Something-Else: Compositional Action Recognition
- J. Materzynska, T. Xiao, R. Herzig, H. Xu, X. Wang, and T. Darrell, “Something-Else: Compositional Action Recognition with Spatial-Temporal Interaction Networks,” arXiv:1912.09930 [cs], Sep. 2020, Accessed: Jan. 26, 2022. [Online]. Available: http://arxiv.org/abs/1912.09930
Abstract
Do current ML algorithms have the capability to generalize across different combinations of verbs and nouns (compositionality)?

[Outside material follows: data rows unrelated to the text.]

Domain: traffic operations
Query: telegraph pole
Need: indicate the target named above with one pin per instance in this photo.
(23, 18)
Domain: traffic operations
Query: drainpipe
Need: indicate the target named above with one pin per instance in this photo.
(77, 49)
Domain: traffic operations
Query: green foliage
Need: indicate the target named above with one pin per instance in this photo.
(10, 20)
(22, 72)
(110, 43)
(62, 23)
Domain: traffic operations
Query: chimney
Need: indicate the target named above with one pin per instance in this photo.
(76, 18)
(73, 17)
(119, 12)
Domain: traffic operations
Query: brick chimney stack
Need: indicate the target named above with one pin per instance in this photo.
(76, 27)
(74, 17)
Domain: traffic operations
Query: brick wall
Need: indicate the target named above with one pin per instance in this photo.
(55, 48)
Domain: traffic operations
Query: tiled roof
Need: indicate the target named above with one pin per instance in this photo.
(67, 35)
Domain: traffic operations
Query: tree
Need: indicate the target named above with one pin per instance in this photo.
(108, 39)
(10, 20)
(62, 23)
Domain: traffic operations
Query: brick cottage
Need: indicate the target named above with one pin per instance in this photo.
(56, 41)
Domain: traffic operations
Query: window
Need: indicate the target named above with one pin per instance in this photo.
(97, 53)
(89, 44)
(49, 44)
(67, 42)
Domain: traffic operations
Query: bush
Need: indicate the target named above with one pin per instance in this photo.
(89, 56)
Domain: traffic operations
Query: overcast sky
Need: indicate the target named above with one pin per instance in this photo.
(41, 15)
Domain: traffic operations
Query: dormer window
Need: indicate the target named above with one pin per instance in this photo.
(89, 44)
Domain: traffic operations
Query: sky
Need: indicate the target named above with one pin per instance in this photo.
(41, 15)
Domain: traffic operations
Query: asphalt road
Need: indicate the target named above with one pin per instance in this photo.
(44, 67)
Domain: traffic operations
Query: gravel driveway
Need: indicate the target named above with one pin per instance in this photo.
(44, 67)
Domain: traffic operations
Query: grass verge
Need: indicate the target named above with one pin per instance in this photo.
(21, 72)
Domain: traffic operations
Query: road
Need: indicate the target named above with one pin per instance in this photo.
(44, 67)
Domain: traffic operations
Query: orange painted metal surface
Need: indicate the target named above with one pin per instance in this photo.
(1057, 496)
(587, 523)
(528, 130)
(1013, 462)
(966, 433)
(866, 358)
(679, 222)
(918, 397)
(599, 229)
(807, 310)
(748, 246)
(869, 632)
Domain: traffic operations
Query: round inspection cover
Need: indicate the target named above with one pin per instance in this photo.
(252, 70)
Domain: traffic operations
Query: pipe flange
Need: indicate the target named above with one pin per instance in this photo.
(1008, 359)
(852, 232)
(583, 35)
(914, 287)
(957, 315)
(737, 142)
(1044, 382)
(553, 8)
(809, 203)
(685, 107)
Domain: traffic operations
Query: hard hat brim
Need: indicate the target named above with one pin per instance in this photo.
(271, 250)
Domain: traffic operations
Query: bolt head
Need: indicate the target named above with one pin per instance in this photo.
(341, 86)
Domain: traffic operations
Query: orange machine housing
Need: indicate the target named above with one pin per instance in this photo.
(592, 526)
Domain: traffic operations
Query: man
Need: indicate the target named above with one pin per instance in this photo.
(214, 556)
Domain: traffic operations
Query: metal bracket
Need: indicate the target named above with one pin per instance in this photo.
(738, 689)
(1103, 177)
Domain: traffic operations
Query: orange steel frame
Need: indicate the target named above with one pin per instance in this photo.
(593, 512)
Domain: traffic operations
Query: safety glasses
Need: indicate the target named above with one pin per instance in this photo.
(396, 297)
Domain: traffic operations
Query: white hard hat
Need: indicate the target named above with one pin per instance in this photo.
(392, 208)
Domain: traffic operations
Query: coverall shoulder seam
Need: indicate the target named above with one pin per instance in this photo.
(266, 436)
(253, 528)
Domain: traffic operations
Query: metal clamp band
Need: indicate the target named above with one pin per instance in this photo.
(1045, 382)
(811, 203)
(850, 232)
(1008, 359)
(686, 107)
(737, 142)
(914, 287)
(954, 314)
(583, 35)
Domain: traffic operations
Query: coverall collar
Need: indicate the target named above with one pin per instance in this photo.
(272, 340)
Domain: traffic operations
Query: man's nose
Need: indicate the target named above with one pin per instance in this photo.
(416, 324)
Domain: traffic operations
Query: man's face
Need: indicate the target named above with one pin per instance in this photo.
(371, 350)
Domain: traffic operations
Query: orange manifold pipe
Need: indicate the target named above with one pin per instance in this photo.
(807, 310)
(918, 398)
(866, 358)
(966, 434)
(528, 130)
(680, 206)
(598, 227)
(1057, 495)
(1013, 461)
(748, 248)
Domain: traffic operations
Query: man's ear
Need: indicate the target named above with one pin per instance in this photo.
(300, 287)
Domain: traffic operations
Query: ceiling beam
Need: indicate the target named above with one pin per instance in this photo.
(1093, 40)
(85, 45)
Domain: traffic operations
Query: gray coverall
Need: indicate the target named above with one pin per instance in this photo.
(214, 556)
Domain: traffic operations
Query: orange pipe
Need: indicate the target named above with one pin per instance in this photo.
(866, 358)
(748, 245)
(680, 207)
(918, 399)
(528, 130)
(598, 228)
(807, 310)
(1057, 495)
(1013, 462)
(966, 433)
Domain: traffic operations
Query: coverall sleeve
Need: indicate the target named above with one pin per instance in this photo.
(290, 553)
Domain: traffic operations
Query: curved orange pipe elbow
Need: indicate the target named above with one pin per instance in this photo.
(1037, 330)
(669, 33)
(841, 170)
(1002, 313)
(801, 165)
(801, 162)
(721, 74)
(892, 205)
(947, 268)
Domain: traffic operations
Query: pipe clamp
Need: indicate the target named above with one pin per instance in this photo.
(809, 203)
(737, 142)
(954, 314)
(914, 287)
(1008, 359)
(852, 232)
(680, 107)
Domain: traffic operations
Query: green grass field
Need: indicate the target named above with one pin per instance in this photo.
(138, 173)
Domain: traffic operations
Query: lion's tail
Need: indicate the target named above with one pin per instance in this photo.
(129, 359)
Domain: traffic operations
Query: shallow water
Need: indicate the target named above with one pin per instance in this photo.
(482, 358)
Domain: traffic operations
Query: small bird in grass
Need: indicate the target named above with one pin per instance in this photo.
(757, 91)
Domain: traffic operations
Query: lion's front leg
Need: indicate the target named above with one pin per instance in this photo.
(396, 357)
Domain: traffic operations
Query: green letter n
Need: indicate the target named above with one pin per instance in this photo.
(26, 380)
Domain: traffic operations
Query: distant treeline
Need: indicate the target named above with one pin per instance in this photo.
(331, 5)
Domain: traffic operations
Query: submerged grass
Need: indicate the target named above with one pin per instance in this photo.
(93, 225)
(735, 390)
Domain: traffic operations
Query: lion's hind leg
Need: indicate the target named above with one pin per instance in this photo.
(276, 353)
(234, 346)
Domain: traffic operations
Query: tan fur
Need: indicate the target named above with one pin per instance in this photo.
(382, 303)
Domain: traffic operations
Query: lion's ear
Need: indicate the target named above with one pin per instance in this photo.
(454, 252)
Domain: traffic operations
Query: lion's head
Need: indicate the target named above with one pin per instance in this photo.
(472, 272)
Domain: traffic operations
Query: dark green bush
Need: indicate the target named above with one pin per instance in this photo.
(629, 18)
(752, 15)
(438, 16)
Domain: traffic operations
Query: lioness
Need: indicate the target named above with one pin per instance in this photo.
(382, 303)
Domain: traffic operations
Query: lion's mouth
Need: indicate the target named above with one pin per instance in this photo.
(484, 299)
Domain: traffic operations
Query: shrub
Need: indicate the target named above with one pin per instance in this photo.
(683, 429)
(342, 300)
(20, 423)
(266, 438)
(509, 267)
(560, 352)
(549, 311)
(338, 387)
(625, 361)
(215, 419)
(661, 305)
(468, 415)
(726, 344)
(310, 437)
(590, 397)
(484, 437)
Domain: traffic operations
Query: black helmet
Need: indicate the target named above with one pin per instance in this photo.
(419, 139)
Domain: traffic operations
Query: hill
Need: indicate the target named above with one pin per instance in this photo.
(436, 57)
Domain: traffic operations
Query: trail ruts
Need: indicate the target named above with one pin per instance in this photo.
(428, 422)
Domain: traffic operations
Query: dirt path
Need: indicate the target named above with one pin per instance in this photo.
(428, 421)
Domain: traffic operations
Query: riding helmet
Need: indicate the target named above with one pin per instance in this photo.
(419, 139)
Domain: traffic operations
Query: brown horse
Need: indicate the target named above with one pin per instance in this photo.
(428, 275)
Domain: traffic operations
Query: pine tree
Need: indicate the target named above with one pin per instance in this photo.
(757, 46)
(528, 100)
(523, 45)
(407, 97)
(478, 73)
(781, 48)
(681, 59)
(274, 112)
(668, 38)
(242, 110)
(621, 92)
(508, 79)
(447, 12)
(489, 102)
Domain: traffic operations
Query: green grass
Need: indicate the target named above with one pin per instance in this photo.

Turns out current methods like I3D with scene-level convolutional operators heavily relies on spatial appearance rather than temporal transfromations or geometric relations, and thus failed this task.
This paper introduces a model that relies on a sparse and semantically-rich object graph learnt for each action, learning explicit relations between subjects and objects.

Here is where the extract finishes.